Что касается международной политики, я помню, когда я была еще очень мала, мои родители выражали беспокойство по поводу слабости Лиги наций и ее отказа прийти на помощь Абиссинии, когда Италия оккупировала ее в 1935 году. Мы испытывали глубокое недоверие к диктаторам.
Мы мало что знали об идеологии коммунизма и фашизма в то время. Но в отличие от многих консервативно мыслящих людей мой отец яростно возражал против того, что фашистский режим нужно поддерживать, поскольку это единственный способ победить коммунистов. Он верил, что свободное общество было лучшей альтернативой обоим режимам. Это его убеждение скоро стало и моим. Задолго до объявления войны мы уже имели представление о Гитлере. При показе кинохроники я с отвращением и непониманием смотрела на съезды напыщенных коричневорубашечников, так сильно отличавшихся от мирного самоуправления в нашем городе. Мы также много читали о варварстве и абсурдности нацистского режима.

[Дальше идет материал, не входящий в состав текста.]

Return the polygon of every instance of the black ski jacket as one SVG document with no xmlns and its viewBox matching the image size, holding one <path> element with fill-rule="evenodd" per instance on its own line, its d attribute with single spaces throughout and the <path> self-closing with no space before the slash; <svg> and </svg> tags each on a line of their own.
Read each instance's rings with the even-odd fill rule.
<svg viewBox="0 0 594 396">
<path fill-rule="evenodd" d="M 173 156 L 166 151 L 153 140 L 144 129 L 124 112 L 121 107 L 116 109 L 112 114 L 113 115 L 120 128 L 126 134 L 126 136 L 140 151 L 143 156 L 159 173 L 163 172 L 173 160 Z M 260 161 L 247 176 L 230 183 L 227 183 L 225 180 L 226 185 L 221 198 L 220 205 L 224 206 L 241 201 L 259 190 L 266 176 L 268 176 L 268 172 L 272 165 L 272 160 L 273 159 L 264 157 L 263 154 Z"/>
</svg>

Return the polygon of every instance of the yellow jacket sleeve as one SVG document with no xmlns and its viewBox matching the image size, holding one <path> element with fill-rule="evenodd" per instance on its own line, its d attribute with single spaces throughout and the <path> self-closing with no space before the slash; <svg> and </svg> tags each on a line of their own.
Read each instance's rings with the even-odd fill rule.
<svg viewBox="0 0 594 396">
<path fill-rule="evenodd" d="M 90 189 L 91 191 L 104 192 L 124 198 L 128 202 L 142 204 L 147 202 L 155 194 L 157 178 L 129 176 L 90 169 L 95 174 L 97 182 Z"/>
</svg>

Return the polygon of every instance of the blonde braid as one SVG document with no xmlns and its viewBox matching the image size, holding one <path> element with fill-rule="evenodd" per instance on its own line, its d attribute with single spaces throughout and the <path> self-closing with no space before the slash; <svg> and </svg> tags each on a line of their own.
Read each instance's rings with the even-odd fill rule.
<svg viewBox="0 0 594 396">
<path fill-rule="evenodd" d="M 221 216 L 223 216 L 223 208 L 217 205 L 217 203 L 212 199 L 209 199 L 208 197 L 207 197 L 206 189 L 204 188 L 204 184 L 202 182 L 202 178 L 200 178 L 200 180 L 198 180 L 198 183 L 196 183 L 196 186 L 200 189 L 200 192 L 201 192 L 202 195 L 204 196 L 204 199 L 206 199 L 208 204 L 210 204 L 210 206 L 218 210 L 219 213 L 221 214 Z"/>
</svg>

Но это не означает, конечно, что мы смотрели на войну с диктаторами только как на ужасающую перспективу, которую по возможности нужно избежать. У нас на чердаке хранился целый сундук с журналами, где среди прочего была знаменитая фотография времен Первой мировой войны, запечатлевшая шеренгу британских солдат, ослепленных горчичным газом и идущих на перевязочный пункт, каждый из которых держался за плечо идущего впереди, чтобы не потерять дорогу. Надеясь на лучшее, мы готовились к худшему. В сентябре 1938 года – время Мюнхенского соглашения – мы с мамой пошли покупать многие метры черной ткани. Отец много времени отдавал организации противовоздушной маскировки. Как он позднее сказал, противовоздушная маскировка – это чистилище для Альфа Робертса: оно отнимает столько времени, что больше ни на что не остается.